The work was menial, unnoticed, and, of course, low paid, but Soto had no regrets. What got him through was the righteousness of providing for his family. “I would think about this every single morning and night during all those long hours. Work provides the ability to sustain yourself. I take it as a blessing and am grateful that I could do it for so long.”
You can do everything with love.
Even a pile of clean dishes can be a work of art.
One night while Soto was washing dishes “as quickly as possible, just to get through the pile,” he dropped a pot hard on his pinky. In the midst of the pain, he laughed at himself for his mistake and had an epiphany: “Why rush if you’re only going to be back here tomorrow and the day after doing the same?” So he began taking his time, slowly washing each dish and fork to make sure there was no grime left for the next diner. Being present, performing each task with pride and care gave dignity and meaning to his work — and, after all, restaurants can’t function without immaculate tableware. Although I’ve studied Zen for years, I still exist in a constant state of impatience, so Soto’s words resonated with me. In my heart, I have never again had hate for even the most enormous pile of dishes.

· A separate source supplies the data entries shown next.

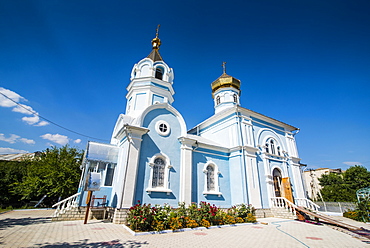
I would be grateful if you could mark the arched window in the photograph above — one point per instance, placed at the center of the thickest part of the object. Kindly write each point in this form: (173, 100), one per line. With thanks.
(210, 178)
(158, 173)
(272, 146)
(267, 148)
(277, 182)
(218, 100)
(159, 73)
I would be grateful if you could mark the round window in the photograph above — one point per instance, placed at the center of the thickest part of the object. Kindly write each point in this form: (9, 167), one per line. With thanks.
(162, 128)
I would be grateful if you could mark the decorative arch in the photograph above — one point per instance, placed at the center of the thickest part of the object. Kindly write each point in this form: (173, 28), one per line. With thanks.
(265, 134)
(140, 119)
(211, 179)
(277, 179)
(160, 166)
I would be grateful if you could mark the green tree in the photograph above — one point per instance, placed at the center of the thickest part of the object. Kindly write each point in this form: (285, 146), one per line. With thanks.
(343, 187)
(55, 172)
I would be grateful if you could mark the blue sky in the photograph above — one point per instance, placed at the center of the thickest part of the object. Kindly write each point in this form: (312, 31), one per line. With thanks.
(306, 63)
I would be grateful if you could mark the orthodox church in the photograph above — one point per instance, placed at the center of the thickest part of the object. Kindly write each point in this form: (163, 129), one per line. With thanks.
(235, 156)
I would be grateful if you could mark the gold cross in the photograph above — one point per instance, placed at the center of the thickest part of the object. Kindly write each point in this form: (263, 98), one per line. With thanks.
(156, 35)
(224, 67)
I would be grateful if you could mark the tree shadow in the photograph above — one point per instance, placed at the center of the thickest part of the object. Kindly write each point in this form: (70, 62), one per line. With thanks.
(84, 243)
(11, 222)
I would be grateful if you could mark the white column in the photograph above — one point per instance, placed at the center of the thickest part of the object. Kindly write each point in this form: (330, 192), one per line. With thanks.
(186, 169)
(252, 173)
(268, 178)
(132, 161)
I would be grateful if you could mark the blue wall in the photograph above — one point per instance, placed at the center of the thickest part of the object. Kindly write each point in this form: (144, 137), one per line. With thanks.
(152, 144)
(199, 161)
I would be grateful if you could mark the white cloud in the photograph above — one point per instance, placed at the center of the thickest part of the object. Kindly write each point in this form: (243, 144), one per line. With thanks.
(31, 120)
(27, 141)
(12, 139)
(57, 138)
(16, 138)
(24, 109)
(42, 123)
(6, 150)
(352, 163)
(5, 102)
(20, 108)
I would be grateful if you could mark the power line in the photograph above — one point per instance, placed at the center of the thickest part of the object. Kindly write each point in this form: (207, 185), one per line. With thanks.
(35, 113)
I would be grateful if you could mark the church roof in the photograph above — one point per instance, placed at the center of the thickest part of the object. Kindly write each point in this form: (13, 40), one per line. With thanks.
(252, 113)
(225, 81)
(155, 56)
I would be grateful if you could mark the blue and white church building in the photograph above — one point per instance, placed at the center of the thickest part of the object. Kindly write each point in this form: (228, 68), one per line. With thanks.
(235, 156)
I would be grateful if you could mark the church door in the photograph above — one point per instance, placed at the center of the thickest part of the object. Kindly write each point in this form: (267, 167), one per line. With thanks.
(277, 182)
(287, 188)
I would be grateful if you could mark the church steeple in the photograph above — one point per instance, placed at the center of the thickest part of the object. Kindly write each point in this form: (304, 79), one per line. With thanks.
(225, 91)
(156, 43)
(151, 82)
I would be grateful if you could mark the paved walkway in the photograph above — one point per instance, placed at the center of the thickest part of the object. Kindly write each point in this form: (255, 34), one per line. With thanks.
(33, 228)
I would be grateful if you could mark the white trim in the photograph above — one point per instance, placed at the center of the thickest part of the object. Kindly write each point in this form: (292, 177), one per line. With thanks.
(160, 122)
(216, 190)
(165, 188)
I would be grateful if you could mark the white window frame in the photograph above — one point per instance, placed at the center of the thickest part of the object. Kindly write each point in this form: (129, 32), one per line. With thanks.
(216, 172)
(159, 131)
(273, 150)
(165, 188)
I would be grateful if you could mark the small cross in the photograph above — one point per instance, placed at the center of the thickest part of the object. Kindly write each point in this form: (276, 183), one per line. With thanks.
(156, 35)
(224, 67)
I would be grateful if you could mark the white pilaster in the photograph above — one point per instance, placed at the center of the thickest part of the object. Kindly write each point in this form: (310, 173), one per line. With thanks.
(186, 169)
(134, 135)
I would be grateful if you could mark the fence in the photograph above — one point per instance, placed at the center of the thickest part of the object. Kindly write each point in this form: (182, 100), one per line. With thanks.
(336, 207)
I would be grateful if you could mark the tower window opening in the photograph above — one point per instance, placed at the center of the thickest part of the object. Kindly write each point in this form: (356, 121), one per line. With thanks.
(218, 100)
(158, 173)
(163, 127)
(159, 73)
(210, 178)
(272, 146)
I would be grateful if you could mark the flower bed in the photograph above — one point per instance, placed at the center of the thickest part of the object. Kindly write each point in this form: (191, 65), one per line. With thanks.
(158, 218)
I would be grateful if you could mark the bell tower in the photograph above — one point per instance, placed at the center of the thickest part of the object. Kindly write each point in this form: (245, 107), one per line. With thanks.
(225, 91)
(151, 82)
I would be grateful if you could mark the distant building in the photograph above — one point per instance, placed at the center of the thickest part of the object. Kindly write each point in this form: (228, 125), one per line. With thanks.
(312, 183)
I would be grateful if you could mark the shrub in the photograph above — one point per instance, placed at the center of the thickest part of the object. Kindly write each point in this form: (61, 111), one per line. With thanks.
(205, 223)
(158, 218)
(351, 214)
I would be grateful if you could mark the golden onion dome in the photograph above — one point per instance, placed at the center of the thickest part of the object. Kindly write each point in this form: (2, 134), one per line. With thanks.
(156, 43)
(225, 81)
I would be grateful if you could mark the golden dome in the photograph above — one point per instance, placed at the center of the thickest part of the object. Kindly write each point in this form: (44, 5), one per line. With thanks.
(225, 81)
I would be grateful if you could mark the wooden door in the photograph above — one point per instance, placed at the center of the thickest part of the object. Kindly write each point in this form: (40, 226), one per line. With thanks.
(287, 189)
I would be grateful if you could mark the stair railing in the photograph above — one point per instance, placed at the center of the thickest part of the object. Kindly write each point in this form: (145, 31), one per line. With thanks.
(282, 202)
(66, 204)
(303, 202)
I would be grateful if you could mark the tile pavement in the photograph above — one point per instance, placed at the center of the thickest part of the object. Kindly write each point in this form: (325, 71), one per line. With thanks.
(34, 228)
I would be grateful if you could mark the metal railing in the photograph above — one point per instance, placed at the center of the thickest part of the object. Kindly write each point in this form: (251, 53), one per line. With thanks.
(66, 204)
(282, 202)
(336, 207)
(304, 202)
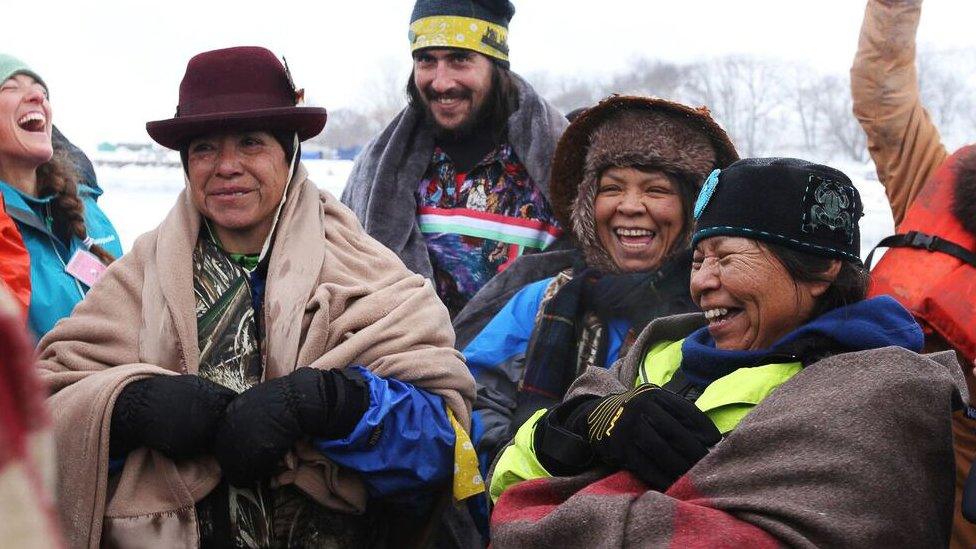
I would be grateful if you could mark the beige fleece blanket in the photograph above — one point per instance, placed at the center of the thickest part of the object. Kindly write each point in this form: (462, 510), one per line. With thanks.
(334, 297)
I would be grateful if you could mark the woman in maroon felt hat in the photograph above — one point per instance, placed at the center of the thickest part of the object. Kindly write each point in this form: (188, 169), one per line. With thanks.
(258, 371)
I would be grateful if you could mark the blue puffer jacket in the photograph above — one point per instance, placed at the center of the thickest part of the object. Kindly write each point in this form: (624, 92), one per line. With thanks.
(54, 292)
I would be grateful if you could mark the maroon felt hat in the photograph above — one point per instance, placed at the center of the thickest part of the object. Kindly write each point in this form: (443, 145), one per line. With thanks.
(242, 88)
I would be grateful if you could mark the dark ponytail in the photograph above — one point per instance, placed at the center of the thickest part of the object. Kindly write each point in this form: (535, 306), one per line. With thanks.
(58, 177)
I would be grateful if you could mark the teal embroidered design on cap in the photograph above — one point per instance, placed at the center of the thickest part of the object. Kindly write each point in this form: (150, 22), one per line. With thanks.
(708, 189)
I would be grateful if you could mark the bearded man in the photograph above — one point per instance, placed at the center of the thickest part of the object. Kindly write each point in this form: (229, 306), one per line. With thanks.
(457, 184)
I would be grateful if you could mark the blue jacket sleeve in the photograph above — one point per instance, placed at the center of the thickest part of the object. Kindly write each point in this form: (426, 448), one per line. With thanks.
(496, 357)
(403, 443)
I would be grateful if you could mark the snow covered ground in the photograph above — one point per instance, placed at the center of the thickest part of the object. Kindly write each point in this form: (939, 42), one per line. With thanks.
(137, 198)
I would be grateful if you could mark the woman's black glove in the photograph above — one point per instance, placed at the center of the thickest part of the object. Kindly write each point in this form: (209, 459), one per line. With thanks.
(175, 415)
(652, 432)
(265, 421)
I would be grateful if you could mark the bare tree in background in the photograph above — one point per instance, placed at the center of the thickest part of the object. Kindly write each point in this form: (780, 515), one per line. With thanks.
(767, 106)
(843, 136)
(946, 94)
(746, 96)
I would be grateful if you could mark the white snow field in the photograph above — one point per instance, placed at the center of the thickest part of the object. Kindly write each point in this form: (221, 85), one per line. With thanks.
(137, 199)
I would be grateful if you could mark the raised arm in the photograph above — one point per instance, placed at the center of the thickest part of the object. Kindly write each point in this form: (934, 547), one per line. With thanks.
(904, 143)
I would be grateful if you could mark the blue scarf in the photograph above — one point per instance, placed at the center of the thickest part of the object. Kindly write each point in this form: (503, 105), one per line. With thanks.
(870, 324)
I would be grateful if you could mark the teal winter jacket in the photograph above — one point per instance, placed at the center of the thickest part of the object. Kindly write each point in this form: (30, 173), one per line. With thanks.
(54, 292)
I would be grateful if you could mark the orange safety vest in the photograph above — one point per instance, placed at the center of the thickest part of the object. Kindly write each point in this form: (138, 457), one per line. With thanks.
(14, 261)
(937, 287)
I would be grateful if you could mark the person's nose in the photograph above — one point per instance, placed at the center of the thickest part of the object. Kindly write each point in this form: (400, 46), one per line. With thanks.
(444, 80)
(631, 204)
(228, 162)
(705, 278)
(35, 94)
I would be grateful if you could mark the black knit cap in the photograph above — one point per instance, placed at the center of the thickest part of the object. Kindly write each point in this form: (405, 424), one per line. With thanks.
(808, 207)
(478, 25)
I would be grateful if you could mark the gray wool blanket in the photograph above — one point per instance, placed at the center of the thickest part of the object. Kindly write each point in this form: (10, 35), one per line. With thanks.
(854, 451)
(381, 188)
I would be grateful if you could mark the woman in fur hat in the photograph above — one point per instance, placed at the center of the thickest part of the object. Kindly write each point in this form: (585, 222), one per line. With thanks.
(625, 175)
(792, 411)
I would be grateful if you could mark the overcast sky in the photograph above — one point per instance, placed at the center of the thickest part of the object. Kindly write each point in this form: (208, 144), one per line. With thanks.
(113, 65)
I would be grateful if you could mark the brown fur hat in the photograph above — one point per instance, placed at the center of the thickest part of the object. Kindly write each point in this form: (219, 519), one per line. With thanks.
(631, 131)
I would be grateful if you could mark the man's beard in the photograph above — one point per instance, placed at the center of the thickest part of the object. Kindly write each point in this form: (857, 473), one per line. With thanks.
(475, 122)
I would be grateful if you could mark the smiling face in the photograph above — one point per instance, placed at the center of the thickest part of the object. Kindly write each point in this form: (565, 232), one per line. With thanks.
(237, 180)
(748, 296)
(453, 84)
(25, 122)
(638, 217)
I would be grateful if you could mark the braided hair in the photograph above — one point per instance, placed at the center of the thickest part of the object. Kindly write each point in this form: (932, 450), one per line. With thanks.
(58, 178)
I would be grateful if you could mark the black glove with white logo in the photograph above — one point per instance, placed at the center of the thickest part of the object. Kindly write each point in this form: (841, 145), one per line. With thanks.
(263, 423)
(175, 415)
(654, 433)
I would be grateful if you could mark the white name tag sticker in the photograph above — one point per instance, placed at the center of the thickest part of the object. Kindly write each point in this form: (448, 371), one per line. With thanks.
(85, 267)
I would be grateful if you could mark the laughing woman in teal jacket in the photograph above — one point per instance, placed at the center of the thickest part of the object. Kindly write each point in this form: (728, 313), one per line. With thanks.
(69, 239)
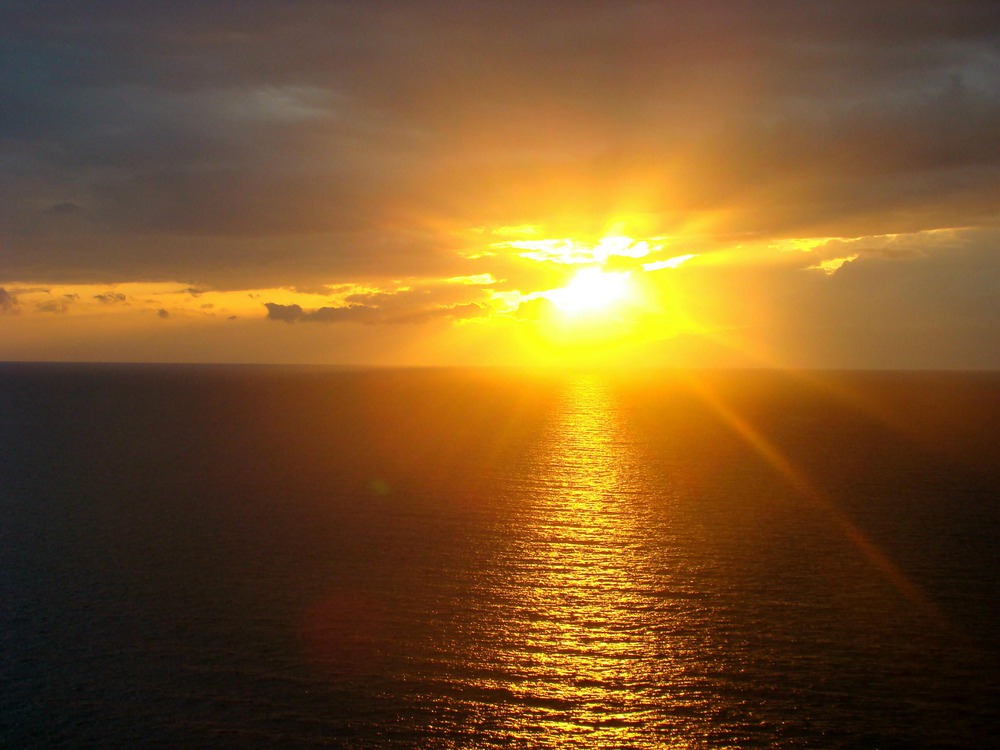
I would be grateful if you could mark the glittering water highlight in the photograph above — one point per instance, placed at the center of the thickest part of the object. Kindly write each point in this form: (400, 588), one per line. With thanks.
(196, 556)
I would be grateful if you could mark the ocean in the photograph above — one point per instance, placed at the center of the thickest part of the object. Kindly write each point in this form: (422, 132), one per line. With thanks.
(206, 556)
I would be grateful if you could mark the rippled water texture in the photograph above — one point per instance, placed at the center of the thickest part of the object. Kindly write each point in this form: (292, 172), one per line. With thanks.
(260, 557)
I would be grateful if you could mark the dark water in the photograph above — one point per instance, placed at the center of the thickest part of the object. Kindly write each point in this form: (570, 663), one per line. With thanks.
(253, 557)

The people you love won’t be here forever, so share
your money. You can always make more.
“Money is there to use. You can’t be like a donkey your entire life and just work, work, work.” Soto liked to buy more than enough food to have in the house. He wanted his children and wife to feel like there would always be something to eat, especially since this wasn’t the case for him growing up in Michoacán.
Soto never forgets where he came from or the people he left behind. “As much as I worked, I kept only what I needed and sent the majority to my father,” he said. Once, he sent enough money so the older man could buy a donkey after his literal workhorse died. “I will never forget how happy he was.”
When his father became perilously ill, Soto told his boss that he needed to go back to Mexico. Unfortunately, he arrived just a day after his father’s last breath. “I bought him some flowers and have no regrets because I did everything I could to help him when he was alive.”
In bad times, smile.
At 66, Soto is one of the millions of service workers who found themselves out of work during the pandemic, cast off after years of hard labor, still relatively poor, with limited opportunities for the future. “I was sad when I found out that Noriega Hotel would not reopen,” he said, “but I realized it was out of my control.”
The man who once walked many miles every day can now barely make it around the block. He uses a walking stick and can’t sit for too long. At night, his pain wakes him up after just a few hours of sleep. He often gets out of bed at 3 or 4 a.m. “I walk a bit and sit outside listening to the birds sing and see the sunrise.”
Soto had found a level of contentment and meaning in the thankless, backbreaking work of dishwashing. When even that was taken away, he turned to gardening and his family. When I asked if he worried about the future, about how he would make an income, he simply replied, “You always find a way.”